Of course, the corporate machinations are made possible by the fact that Roger never sweats the details (“We’re executives,” he tells Don on the flight to L.A.) and Don stopped doing that almost as soon as the ink was dry on the merger agreement cocktail napkin. But Roger is also very good at falling into a barrel of manure and coming out smelling like a rose, which means it’s time to remind everyone that the Chevy account Cutler, Chaough and now Bob Benson are working on (and plotting to have for their very own) is the Vega.

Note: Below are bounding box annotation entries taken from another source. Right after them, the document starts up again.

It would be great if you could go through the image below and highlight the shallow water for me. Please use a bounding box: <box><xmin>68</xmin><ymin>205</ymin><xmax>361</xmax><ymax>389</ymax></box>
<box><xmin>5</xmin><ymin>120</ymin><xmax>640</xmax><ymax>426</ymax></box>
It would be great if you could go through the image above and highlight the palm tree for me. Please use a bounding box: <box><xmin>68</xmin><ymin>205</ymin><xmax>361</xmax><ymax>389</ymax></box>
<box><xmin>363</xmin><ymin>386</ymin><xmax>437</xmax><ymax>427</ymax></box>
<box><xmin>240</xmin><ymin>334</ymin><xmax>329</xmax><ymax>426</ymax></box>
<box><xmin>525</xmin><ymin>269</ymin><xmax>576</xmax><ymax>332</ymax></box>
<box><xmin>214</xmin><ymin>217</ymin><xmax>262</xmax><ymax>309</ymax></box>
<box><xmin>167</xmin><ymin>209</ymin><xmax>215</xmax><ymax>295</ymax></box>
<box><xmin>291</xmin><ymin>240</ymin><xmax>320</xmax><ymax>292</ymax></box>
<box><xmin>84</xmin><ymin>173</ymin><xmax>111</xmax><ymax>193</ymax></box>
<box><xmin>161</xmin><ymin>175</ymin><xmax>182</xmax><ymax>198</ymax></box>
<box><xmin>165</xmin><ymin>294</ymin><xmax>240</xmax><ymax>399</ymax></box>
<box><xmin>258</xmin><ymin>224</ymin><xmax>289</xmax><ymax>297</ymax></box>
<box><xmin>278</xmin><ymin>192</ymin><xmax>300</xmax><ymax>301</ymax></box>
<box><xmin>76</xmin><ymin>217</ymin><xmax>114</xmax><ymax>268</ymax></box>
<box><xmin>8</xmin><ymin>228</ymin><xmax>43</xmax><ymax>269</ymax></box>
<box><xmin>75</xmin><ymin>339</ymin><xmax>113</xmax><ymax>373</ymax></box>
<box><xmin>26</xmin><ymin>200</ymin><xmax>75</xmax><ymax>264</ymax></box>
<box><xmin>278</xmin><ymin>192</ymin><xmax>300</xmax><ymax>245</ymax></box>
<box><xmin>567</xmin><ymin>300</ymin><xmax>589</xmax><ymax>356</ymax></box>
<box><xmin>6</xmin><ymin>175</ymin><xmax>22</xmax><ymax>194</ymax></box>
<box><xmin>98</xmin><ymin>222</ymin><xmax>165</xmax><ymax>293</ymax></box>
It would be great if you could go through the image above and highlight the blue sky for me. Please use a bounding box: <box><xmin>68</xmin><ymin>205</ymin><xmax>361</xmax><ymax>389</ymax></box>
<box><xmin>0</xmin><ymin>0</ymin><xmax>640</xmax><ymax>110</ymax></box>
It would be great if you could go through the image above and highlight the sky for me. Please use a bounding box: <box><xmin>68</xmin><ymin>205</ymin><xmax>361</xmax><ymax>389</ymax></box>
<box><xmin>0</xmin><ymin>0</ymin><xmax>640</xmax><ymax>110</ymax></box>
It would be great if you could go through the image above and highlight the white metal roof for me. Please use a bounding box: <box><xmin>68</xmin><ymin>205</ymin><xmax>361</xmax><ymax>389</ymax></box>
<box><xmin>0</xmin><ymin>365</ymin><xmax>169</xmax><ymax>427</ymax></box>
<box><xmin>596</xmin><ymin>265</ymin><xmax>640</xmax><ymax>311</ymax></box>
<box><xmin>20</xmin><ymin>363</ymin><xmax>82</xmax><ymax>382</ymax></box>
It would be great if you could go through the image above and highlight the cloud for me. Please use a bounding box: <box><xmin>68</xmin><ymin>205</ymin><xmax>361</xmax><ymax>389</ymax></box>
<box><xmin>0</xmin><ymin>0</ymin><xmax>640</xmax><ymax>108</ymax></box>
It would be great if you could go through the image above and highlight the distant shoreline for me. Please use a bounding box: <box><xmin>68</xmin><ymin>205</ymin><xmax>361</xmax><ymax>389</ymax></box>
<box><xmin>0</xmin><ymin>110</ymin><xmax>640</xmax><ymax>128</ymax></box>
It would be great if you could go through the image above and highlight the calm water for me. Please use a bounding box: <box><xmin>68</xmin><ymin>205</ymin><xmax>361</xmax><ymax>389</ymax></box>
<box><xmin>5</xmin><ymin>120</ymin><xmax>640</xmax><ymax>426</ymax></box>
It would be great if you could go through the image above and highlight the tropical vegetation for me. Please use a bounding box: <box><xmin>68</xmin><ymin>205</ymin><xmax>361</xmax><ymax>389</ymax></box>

About last week: That was quite a fuss over a T-shirt! It turns out the simple white T with a red star that Megan Draper (Jessica Pare) sported in the final scene of last week’s episode on the balcony of the Draper’s Manhattan apartment has quite a back story. It’s the same kind of T that actress Sharon Tate wore in an Esquire photo shoot in 1968. Take those two facts and put the Internet to work and you wind up with theories of an elaborate bit of foreshadowing of Megan’s impending murder, possibly by her husband. What? At least that’s what I heard. A you certainly could amass some circumstantial evidence: A) It was the “Mad Men” production team who dropped the Sharon Tate info into an interview; B) The Season 6 teaser poster features two versions of Don with an police car and policemen lurking in the background; C) More and more violence has been creeping into the “Mad Men” world with each passing 1968 episode, and; D) Several scenes in last week’s episode featuring Megan and Don together also featured sirens in the background.
Brand names: Wow, there were a ton this week. Most notably, Carnation and Sunkist were among the California pitches while Avon was being wooed in New York and Manischewitz was heading out the door. There were two cool product placements, a Schlitz bottle in Don’s disheveled L.A. hotel room and a Hires root beer bottle on the table in front of pot-smoking Pete.
+ So, apparently Joan didn’t like Bob Benson’s shorts?
+ “Harper Valley PTA,” playing as Harry, Don and Roger arrived at the party in the Valley, was a No. 1 hit for Jeannie C. Reilly in 1968. The song was written by Tom T. Hall.
Sweet tweet: From @SteelCard30: Don Draper is really bad at doing drugs.
Lines of the night:
+ “We’re conquistadors. I’m Vasco de Gama and you’re some other Mexican. Our biggest challenge is to not get syphilis.” –Roger Sterling
+ “I’m in charge of thinking of things before people need them.” –Joan Holloway
+ “I’m not sure if we should be groovier or nostalgic.” –Andy the Avon guy
+ “Do you like hashish?” –Cindy “Not yet.” –Don
+ “Man overboard.” –Roger Sterling
While the former SCDP partners won the name battle for the new agency, they're losing the account war.